All we have to do now is to set a breakpoint at the instruction after the read syscall is made, at main+517.
(gdb) break *(main+517)
Breakpoint 1 at 0x59ce64217cab
Once our program has stopped at the breakpoint, we can check the data that was copied into the buffer.
Breakpoint 1, 0x000059ce64217cab in main ()
(gdb) x/gx $rbp-0x18
0x7ffc3d316b98: 0x40b95cb09f0e9087
Next continue the program execution until we are asked for the user input.
The random value has been set!
Random value: 0x1f00026c7ef5aa7f
You input: 1f00026c7ef5aa7f
The correct answer is: 1f00026c7ef5aa7f
We can see that the check was successfully passed.
Next we just have to repeat this step. This process will repeat a couple of times but the method will be the same.
level 5
Use gdb scripting to help you collect the random values.

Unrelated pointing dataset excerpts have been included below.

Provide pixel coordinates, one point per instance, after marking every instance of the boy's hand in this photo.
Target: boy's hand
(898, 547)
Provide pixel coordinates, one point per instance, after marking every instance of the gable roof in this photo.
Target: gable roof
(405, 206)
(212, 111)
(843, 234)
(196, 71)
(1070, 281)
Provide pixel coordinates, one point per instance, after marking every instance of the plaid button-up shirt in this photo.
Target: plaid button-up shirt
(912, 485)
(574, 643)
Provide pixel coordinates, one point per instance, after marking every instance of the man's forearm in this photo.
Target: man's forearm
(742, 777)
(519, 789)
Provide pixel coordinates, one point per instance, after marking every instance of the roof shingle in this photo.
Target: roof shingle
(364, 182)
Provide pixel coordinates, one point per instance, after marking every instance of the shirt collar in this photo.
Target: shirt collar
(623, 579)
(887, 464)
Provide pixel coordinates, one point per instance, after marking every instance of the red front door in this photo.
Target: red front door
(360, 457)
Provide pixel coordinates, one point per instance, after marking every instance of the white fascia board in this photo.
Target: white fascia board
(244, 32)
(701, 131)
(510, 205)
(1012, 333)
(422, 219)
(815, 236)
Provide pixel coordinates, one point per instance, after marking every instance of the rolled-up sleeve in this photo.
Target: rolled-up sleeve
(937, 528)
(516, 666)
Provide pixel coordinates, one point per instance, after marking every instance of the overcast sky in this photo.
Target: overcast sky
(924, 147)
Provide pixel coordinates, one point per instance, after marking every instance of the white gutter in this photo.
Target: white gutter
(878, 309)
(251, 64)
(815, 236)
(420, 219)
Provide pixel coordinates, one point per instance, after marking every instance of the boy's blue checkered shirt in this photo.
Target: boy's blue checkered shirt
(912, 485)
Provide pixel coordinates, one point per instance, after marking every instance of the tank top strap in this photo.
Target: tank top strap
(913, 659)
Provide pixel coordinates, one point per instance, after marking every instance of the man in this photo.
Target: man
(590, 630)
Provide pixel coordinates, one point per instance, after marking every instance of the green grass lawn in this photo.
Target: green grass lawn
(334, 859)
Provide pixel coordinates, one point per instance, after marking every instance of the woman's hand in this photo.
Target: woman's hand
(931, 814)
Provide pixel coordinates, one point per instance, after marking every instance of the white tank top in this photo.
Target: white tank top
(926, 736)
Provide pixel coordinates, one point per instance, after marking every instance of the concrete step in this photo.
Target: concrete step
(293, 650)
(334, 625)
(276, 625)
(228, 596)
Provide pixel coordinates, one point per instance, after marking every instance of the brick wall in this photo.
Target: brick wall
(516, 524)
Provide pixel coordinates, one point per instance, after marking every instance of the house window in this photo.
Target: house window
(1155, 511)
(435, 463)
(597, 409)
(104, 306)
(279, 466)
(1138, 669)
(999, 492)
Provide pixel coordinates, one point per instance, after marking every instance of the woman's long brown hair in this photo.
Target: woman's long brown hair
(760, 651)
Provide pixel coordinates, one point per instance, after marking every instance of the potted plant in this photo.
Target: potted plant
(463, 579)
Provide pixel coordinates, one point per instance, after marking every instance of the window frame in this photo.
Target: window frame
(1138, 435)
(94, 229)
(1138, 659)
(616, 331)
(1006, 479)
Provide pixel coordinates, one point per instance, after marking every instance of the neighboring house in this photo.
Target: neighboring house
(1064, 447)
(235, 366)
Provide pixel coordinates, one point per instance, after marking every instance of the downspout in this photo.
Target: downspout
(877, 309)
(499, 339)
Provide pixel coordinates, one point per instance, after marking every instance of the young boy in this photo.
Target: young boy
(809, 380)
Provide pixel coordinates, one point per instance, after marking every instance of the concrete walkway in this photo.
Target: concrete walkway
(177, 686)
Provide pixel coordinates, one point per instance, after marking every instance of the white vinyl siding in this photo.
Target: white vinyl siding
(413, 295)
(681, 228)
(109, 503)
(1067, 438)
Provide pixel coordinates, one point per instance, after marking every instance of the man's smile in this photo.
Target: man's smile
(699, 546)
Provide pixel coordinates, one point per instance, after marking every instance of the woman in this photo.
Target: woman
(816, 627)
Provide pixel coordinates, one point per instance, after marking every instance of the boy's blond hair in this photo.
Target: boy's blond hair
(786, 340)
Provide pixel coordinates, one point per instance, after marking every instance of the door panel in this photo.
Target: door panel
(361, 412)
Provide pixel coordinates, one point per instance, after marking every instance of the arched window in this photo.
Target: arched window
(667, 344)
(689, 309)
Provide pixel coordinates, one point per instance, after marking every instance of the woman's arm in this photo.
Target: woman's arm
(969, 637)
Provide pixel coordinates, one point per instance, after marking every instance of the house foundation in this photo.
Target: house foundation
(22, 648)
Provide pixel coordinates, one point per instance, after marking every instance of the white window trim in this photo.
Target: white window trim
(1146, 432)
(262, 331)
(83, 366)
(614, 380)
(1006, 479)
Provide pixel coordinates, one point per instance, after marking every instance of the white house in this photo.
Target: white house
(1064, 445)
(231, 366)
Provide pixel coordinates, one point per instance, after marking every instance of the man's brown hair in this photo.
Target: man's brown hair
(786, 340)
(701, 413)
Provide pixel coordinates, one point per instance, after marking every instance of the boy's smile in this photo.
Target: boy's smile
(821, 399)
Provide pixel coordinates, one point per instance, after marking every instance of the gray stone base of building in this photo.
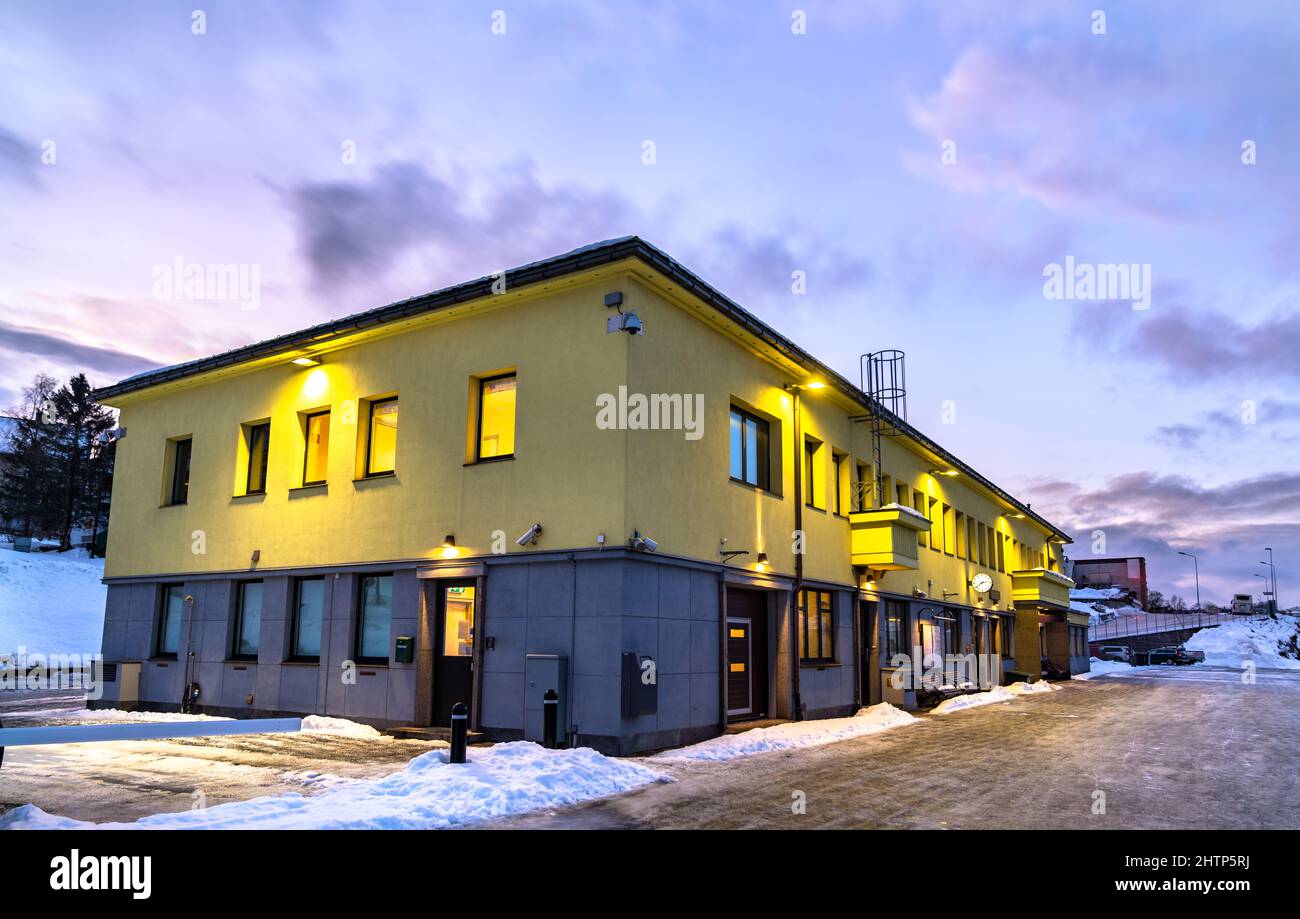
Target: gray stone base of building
(588, 607)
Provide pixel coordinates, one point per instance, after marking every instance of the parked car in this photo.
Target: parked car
(1175, 654)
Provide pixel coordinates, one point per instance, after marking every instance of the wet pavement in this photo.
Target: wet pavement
(1174, 748)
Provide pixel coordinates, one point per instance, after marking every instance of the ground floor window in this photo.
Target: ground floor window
(817, 633)
(169, 620)
(308, 618)
(896, 628)
(375, 618)
(248, 620)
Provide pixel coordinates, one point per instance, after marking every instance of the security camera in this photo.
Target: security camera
(642, 543)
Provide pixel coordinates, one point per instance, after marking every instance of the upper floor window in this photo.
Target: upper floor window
(180, 491)
(497, 417)
(749, 449)
(248, 620)
(382, 447)
(375, 618)
(316, 462)
(817, 633)
(811, 451)
(308, 618)
(169, 620)
(258, 438)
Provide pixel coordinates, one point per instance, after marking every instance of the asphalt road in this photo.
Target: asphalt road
(1171, 748)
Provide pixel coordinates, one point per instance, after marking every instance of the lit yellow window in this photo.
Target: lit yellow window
(497, 417)
(317, 449)
(381, 458)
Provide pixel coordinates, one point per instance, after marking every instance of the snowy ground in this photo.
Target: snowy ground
(995, 694)
(429, 793)
(51, 602)
(791, 736)
(1265, 642)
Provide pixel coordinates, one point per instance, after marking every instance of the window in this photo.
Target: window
(382, 447)
(248, 620)
(375, 616)
(896, 628)
(169, 620)
(258, 437)
(749, 456)
(316, 462)
(308, 618)
(837, 462)
(181, 472)
(810, 453)
(497, 417)
(817, 633)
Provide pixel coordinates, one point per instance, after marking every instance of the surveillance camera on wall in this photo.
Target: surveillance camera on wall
(642, 543)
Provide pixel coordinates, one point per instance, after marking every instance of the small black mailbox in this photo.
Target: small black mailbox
(640, 685)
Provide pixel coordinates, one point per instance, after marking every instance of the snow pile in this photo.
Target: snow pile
(1265, 642)
(792, 736)
(109, 716)
(428, 794)
(320, 724)
(51, 602)
(995, 694)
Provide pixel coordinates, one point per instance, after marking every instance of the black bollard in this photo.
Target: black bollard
(459, 727)
(550, 714)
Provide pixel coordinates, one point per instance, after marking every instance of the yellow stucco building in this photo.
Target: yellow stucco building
(593, 471)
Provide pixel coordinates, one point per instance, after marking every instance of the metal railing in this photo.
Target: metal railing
(1151, 623)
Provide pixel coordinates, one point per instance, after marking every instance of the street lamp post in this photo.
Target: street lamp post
(1196, 569)
(794, 389)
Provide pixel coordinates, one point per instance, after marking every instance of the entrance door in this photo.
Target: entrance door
(454, 650)
(746, 654)
(869, 671)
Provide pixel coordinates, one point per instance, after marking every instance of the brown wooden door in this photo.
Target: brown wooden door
(746, 654)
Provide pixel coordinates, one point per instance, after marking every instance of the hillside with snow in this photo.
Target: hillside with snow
(51, 602)
(1265, 642)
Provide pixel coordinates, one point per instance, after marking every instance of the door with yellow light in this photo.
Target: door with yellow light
(454, 650)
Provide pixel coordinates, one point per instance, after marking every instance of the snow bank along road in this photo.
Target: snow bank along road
(1173, 748)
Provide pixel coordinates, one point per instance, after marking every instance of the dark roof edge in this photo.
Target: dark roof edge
(581, 259)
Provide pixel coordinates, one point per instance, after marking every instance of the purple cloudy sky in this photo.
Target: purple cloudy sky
(774, 152)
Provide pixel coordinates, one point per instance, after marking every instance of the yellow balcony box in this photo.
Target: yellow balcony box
(884, 538)
(1039, 586)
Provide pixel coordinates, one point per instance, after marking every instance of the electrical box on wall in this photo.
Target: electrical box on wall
(640, 685)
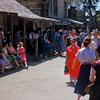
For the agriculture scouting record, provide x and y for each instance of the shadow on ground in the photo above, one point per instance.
(70, 84)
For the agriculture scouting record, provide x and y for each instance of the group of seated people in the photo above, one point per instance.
(9, 57)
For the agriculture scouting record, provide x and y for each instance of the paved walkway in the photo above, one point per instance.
(44, 80)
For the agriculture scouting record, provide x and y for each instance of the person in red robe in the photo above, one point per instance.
(70, 55)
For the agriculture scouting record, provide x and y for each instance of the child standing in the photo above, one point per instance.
(21, 53)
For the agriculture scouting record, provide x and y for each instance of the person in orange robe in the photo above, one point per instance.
(70, 55)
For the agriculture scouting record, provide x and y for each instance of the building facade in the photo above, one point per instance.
(33, 5)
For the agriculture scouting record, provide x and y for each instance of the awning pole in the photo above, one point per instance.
(12, 29)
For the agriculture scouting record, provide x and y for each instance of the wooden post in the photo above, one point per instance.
(24, 33)
(36, 49)
(12, 29)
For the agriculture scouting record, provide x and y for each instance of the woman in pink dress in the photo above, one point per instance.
(21, 53)
(70, 55)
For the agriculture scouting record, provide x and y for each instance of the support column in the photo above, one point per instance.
(24, 33)
(34, 27)
(36, 50)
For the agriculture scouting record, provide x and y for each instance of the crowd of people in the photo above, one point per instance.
(82, 60)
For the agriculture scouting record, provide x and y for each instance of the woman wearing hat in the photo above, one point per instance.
(70, 55)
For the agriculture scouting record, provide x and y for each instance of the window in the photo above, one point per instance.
(65, 9)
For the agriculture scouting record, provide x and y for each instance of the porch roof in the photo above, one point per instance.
(12, 6)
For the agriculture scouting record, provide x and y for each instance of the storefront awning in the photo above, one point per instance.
(12, 6)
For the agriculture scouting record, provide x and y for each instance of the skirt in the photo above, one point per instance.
(83, 79)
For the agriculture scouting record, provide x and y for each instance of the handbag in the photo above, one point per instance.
(66, 70)
(89, 87)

From the previous level, we already know that the value that our input is being compared to is stored at $rbp-0x18. This is the location of the read syscall's buffer.
(gdb) disassemble main
Dump of assembler code for function main:
# --- snip ---
0x00005556d00bdd56 <+688>: mov ecx,eax
0x00005556d00bdd58 <+690>: lea rax,[rbp-0x18]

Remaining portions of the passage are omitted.